Giorgio Armani, Tod’s-Gründer Diego Della Valle, Prada-Chef Patrizio Bertelli, der ehemalige Inter-Mailand-Präsident Massimo Moratti – bei Italiens Superreichen klingelte vergangene Woche das Telefon. Am Apparat war der Verteidigungsminister Guido Crosetto höchstpersönlich oder ein hochrangiger General in streng geheimer Mission: Ob der Patrone bitte freundlicherweise und am besten pronto mit einer Million Euro aushelfen könne, um das Lösegeld für italienische Journalisten aufzutreiben, die im Nahen Osten entführt worden seien?
Bei Fragen nationaler Sicherheit sagt man als verantwortungsvoller Superbürger natürlich nicht Nein, einen ähnlichen Fall gab es in Iran ja kürzlich tatsächlich, und dass das Geld nicht etwa bei der italienischen Nationalbank deponiert werden sollte, sondern auf irgendeinem Konto in Hongkong – wen soll das in Zeiten von Steueroasen und globaler Geldschieberei groß wundern? Da empfiehlt es sich, eine aufgeweckte Assistentin wie Herr Armani zu haben. Die Frau bat den vermeintlichen Minister höflich um eine offizielle Bestätigung per E-Mail – die natürlich nie ankam. Auch bei den meisten anderen scheiterten die Betrüger bereits im Vorzimmer, oder man rief einfach mal kurz im Ministerium zurück: „Ciao Guido, brauchst wirklich ’ne Mille?“
Zumindest einer der angerufenen Herren, mutmaßlich der als Gutmensch bekannte Moratti, 79, soll das Geld allerdings tatsächlich überwiesen haben. Die Stimme habe absolut glaubwürdig geklungen, „dass man auf so etwas hereinfällt, kann passieren“, erklärte der Mailänder Ölbaron gegenüber La Repubblica.

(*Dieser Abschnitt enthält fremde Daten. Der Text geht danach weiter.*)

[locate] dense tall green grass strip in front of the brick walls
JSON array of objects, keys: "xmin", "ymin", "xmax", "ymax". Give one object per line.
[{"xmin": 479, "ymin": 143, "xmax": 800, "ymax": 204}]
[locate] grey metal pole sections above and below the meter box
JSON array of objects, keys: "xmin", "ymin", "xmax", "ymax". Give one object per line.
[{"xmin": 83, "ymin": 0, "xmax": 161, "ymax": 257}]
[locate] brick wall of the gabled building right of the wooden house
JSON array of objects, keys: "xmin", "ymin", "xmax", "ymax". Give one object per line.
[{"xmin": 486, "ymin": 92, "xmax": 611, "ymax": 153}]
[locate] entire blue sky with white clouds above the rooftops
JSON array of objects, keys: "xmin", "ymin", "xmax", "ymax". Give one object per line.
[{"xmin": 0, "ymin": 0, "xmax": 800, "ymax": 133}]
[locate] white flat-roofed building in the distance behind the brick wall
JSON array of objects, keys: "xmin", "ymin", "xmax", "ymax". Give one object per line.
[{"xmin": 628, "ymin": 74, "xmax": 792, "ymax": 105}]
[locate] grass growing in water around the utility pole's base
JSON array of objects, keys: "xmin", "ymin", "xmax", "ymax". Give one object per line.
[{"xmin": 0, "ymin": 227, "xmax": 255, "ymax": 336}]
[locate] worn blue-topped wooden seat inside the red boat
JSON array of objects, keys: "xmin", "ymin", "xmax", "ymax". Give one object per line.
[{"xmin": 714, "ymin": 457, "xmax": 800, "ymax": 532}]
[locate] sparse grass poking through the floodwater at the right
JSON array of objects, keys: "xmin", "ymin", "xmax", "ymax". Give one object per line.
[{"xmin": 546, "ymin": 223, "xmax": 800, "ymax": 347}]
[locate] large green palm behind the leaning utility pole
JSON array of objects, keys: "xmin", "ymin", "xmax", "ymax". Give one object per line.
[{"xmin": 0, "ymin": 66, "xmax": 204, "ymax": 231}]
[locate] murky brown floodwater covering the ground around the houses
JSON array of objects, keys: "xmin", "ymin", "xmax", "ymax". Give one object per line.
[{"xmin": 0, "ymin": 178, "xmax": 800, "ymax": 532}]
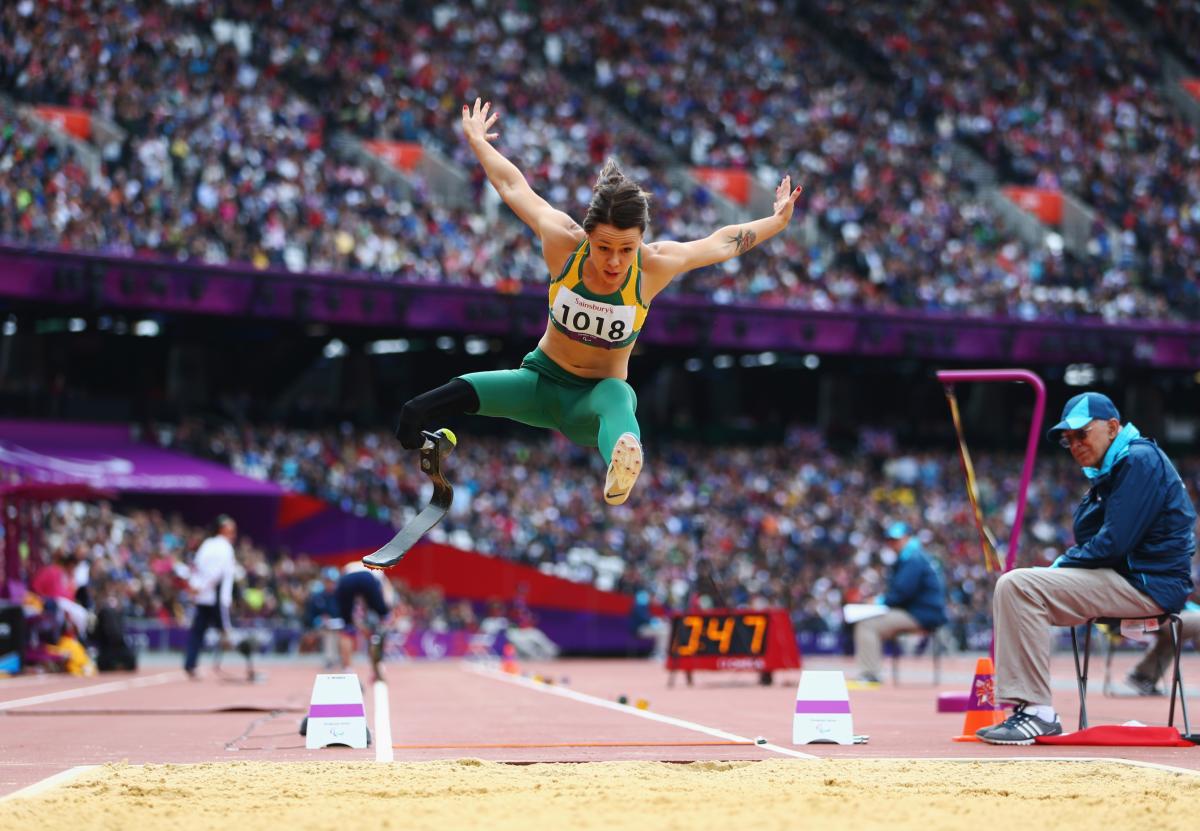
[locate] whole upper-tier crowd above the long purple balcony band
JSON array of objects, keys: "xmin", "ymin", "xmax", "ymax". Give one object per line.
[{"xmin": 0, "ymin": 0, "xmax": 1200, "ymax": 319}]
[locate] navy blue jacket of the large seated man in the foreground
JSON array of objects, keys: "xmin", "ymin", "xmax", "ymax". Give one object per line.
[{"xmin": 1055, "ymin": 438, "xmax": 1196, "ymax": 611}]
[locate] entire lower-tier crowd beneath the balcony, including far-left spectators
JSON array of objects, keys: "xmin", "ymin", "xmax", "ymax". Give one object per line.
[{"xmin": 9, "ymin": 415, "xmax": 1200, "ymax": 667}]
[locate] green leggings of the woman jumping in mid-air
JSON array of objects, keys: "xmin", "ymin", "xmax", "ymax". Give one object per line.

Der Fall zeigt zweierlei: In Zeiten von KI und täuschend echt reproduzierbaren Stimmen ist das normale Telefonieren bald endgültig am Ende. Die junge Generation weiß schon, warum sie nur noch mit kryptischen Whatsapps und Audio-Schnipseln kommuniziert. Dieses Kauderwelsch ist viel schwerer zu deepfaken. Sprachanrufe sind bald nur noch etwas für Wahlumfragen und Enkeltricks.
Interessant ist aber vor allem, für wie marode die Italiener ihr Land offensichtlich halten, dass es Trickbetrüger ernsthaft mit dieser Masche versuchen. Die Staatsverschuldung lag im Januar erstmals bei mehr als drei Billionen Euro, das ist die zweithöchste im europäischen Vergleich; nach Frankreich übrigens. Giorgia Meloni denkt deshalb bereits daran, Teile des staatseigenen Tafelsilbers zu verscherbeln, etwa den Energiekonzern ENI oder die italienische Post. Reichen dürfte das noch längst nicht, außerdem fehlen dann die satten Dividenden. Vielleicht hat die Ministerpräsidentin auch schon mal in Erwägung gezogen, eine Telefonlawine bei den Superreichen zu starten, um die Staatskasse ein bisschen aufzubessern. Das kann sie jetzt natürlich vergessen. „Ich bin’s, Giorgia Meloni!“ Das kann ja jede KI behaupten.